Defending convention, a friend suggested we show our respect to the musicians by dressing for the occasion, but surely what matters more is that we listen carefully and express our appreciation, not least by paying.
An then there’s the issue of where we play…
The concert hall and the opera house, however intimidating, are usually the best places to listen to music, and silence is usually the right background if you want to listen attentively. But these, often unwelcoming places needn’t be the only ones. Classical music works on the underground, in railway stations, in shopping malls. Sometimes, when it catches you unawares, music has the capacity to startle you in unexpected ways, just as Poetry on the Underground (a Transport for London project) can provide inspiration when you least expect it.
Surely it’s time to let musicians and music lovers wear what they like – pyjamas if they want to – to let music happen in all sorts of places, and to pull down the barriers between players and audience.
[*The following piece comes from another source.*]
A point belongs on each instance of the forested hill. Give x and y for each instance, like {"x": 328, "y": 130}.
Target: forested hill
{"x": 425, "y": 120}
Encouraged by the Washington Post, Joshua Bell busked briefly on the Washington Metro some years ago and earned towards 35 USD. What the Washington Post was trying to prove isn’t clear – that people don’t recognise quality unless it’s validated by context? But commuters hurry and don’t have time to stop and listen, however thrilled they might be by a burst of Kreisler. I busked myself at Covent Garden Market in the early 1980s, earning amounts of cash that impressed me at the time. It was fun, a different kind of fun from formal concert-hall playing, but exciting nonetheless, not least because those who listened were different. After all, for the audience, it wasn’t about the clothes, about seeing or being seen. If they lingered for a minute or two, or simply smiled inwardly whilst passing by, it was by choice.